Robert L. Pierce, San Francisco, Cal., Joseph S. Jenckes, Jr., of Evans, Kitchel & Jenckes, Phoenix, Ariz., for Southern Pacific Co. and Pacific Fruit Express Co.

C. George Niebank, Chicago, Ill., Philip E. von Ammon of Fennemore, Craig, von Ammon, McClennen & Udall, Phoenix, Ariz., for Atchison, Topeka and Santa Fe Railway Co.

Darrell F. Smith, Atty. Gen., James D. Winter and Stanley Z. Goodfarb, Phoenix, Ariz., Robert K. Corbin, County Atty., Maricopa County, Ariz., by Jane Greer and Olgerd W. Kalyna, special counsel, for defendants.

Before JERTBERG, Circuit Judge, and MUECKE and COPPLE, District Judges.

OPINION

MUECKE, District Judge.

STATEMENT OF THE ACTION

This action was brought by Southern Pacific Company; The Atchison, Topeka and Santa Fe Railway Company; and Pacific Fruit Express Company against the members of the Arizona State Tax Commission, the boards of supervisors, the assessors, and the treasurers of various counties,1 individually and in their official capacities. The state treasurer was not named as a defendant.

The plaintiffs seek to have Chapter 6, House Bill 1, Law of Arizona 1967, Third Special Session,2 and particularly ch. 6, § 3 thereof (A.R.S. § 42-227), declared invalid and unconstitutional to the extent it requires assessment of plaintiffs' properties at a different ratio of full cash value than that applied to the property of other carriers and utilities placed in "Class Two" and other carriers and other commercial and industrial enterprises placed in "Class Three" by this legislation. House Bill 1 also established new classifications of property for taxation (A.R.S. § 42-136) as set forth in Appendix "A".

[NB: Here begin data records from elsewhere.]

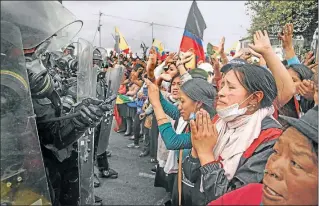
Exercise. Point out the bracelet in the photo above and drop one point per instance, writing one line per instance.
(218, 161)
(152, 79)
(179, 65)
(161, 119)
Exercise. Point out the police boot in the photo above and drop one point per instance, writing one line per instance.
(97, 200)
(96, 181)
(103, 166)
(128, 126)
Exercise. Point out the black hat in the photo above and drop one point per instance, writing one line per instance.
(231, 63)
(70, 47)
(97, 55)
(307, 124)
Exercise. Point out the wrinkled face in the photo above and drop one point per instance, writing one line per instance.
(295, 78)
(172, 70)
(175, 87)
(231, 92)
(186, 106)
(292, 177)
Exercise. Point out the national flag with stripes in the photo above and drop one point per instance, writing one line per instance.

The plaintiffs also seek to restrain and enjoin the assessing of their property, the fixing of the tax rates for the year 1968, and the collecting of the property taxes for the year 1968. At the same time plaintiffs filed their complaint, they also filed a Motion for Preliminary Injunction and request that a three-judge District Court be impaneled as provided by 28 U.S.C.A. § 2284. A three-judge court was so impaneled, and its impaneling as such is not and has not been at issue.

The defendants, however, have filed a Motion To Dismiss For Lack Of Jurisdiction on the basis of 28 U.S.C.A. § 13413 and the Eleventh Amendment to the United States Constitution.4

Although plaintiffs recognize that as a general rule, 28 U.S.C.A. § 1341 would bar this Court's jurisdiction5 plaintiffs allege that "a plain, speedy, and efficient remedy" may not be had in the State's courts. Paragraph XIV of the plaintiffs' complaint (pp. 12-15) sets forth their reasons for believing that they have no plain, speedy, and efficient remedy in the state courts of Arizona. These reasons were elaborated on by plaintiffs' brief, filed May 23, 1968, in opposition to defendants' motion to dismiss and by the oral argument heard by this Court on May 27, 1968.

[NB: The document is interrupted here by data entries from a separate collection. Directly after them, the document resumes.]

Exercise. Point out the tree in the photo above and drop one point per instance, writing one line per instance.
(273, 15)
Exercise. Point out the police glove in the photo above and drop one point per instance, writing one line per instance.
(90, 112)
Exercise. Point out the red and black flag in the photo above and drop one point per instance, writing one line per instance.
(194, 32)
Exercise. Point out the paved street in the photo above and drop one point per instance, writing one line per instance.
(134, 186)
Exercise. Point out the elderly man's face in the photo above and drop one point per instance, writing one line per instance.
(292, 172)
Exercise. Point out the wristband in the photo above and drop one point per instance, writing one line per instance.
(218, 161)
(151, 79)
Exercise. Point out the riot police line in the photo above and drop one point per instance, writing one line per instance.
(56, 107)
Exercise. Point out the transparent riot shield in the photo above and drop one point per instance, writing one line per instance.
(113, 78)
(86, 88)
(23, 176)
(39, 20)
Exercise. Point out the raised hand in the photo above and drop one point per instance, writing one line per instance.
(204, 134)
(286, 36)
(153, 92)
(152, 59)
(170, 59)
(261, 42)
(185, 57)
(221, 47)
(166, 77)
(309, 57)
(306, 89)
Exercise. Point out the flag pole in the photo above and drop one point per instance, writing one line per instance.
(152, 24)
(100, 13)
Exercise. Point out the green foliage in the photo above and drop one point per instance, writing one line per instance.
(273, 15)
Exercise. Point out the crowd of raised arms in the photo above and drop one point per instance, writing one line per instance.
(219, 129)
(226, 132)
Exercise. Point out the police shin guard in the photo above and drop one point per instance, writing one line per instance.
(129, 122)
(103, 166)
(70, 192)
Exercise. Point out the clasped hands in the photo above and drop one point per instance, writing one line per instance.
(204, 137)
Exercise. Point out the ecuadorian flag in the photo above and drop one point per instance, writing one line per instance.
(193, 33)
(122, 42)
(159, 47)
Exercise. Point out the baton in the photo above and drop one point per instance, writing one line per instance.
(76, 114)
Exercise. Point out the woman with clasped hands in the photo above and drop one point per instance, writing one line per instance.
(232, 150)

Specifically, the plaintiffs allege that in the state courts:

1. There is no plain remedy because:

(a) Plaintiffs are uncertain who would be the proper party or parties to sue for a tax refund (pp. 5-7 of plaintiffs' brief in opposition to motion to dismiss);
(b) Plaintiffs are uncertain of what an "illegally collected" tax is (pp. 7-8 of plaintiffs' brief in opposition to motion to dismiss);
(c) Plaintiffs are uncertain whether or not A.R.S. § 42-204 will be given effect by the state courts (pp. 8-10 of plaintiffs' brief in opposition to motion to dismiss); and
(d) Plaintiffs are uncertain how to collect any refund judgment it might receive (p. 10 of plaintiffs' brief in opposition to motion to dismiss).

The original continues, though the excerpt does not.